Posted: Tuesday, February 13, 2001

FAIRBANKS (AP) -- A former Baptist minister who took care of ten children is on trial this week on charges of sexually molesting a teen-age daughter. Prosecutors say she wasn't the only victim in the family.

Richard Cook moved to Ruby in 1996 with his wife and ten children, nine of them adopted or foster children.

Cook, 48, faces 12 charges, including five counts of first-degree and six counts of second-degree sexual abuse of a minor and one count of first-degree indecent exposure. Though prosecutors intend to argue that Cook abused three of his daughters, the charges involve only one.

The allegations first arose in April 1998, when Alaska State Troopers interviewed the adopted daughter, then 14, after she had attempted suicide. According to the trooper report, she told them Cook had been subjecting her to a variety of sexual contact beginning in October 1997.

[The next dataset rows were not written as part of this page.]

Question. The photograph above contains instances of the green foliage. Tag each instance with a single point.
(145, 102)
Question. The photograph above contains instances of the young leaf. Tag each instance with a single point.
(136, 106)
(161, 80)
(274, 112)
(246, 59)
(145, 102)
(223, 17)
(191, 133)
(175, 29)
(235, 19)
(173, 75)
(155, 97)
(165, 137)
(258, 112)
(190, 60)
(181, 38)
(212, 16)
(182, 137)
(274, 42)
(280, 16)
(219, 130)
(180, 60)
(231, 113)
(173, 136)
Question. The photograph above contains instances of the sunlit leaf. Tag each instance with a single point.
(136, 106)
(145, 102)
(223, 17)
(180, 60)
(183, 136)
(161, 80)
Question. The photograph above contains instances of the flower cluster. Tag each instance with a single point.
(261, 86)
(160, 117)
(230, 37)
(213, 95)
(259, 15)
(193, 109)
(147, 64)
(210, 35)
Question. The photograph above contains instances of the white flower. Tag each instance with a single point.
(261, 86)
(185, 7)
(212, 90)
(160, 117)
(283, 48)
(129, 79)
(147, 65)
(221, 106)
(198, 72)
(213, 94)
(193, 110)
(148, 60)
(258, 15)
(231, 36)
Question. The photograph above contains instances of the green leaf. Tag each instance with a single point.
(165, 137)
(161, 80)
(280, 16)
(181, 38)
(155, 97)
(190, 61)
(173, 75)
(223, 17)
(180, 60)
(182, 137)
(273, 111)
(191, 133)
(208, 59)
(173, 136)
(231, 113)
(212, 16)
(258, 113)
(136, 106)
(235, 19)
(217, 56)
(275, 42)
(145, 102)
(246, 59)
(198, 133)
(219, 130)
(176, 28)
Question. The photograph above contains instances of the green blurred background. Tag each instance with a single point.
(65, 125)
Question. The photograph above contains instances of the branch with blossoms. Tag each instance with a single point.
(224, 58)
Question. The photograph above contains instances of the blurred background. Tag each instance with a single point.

Prosecutor Teresa Foster said in her opening statement that Cook was a habitual child molester who had abused the girl as well as two of his other daughters and made them all keep quiet about it.

The alleged victim ''is the last, but not the only, child that Richard Cook abused physically or sexually,'' Foster stated. ''To all intents and purposes this was an amazing family,'' she noted, ''but behind closed doors it was a nightmare of physical and sexual abuse.''

Foster said physical abuse, including hitting the children with boards, was a regular occurrence in the Cook home. She said Cook used threats of violence and physical harm, as well as warnings about breaking up the family, to keep his daughters quiet about the sexual abuse.

Foster noted that the family did break up shortly after Cook's arrest. Mary Cook left the state and has not been seen in Alaska for more than a year. The Cook children below the age of 18 were returned to the South Dakota Department of Social Services, and the children of legal age now reside in Anchorage, Fairbanks and Ruby.

Defense lawyer Robert Noreen told jurors to consider the motivations of the witnesses before judging his client. He argued that the difficult backgrounds of the Cook children could color their testimony.

''These children destroyed the Cook household,'' he said.

Cook fled Alaska for Canada three months after his arrest and release on bail. He was ultimately found living under an alias and was extradited to Alaska last October.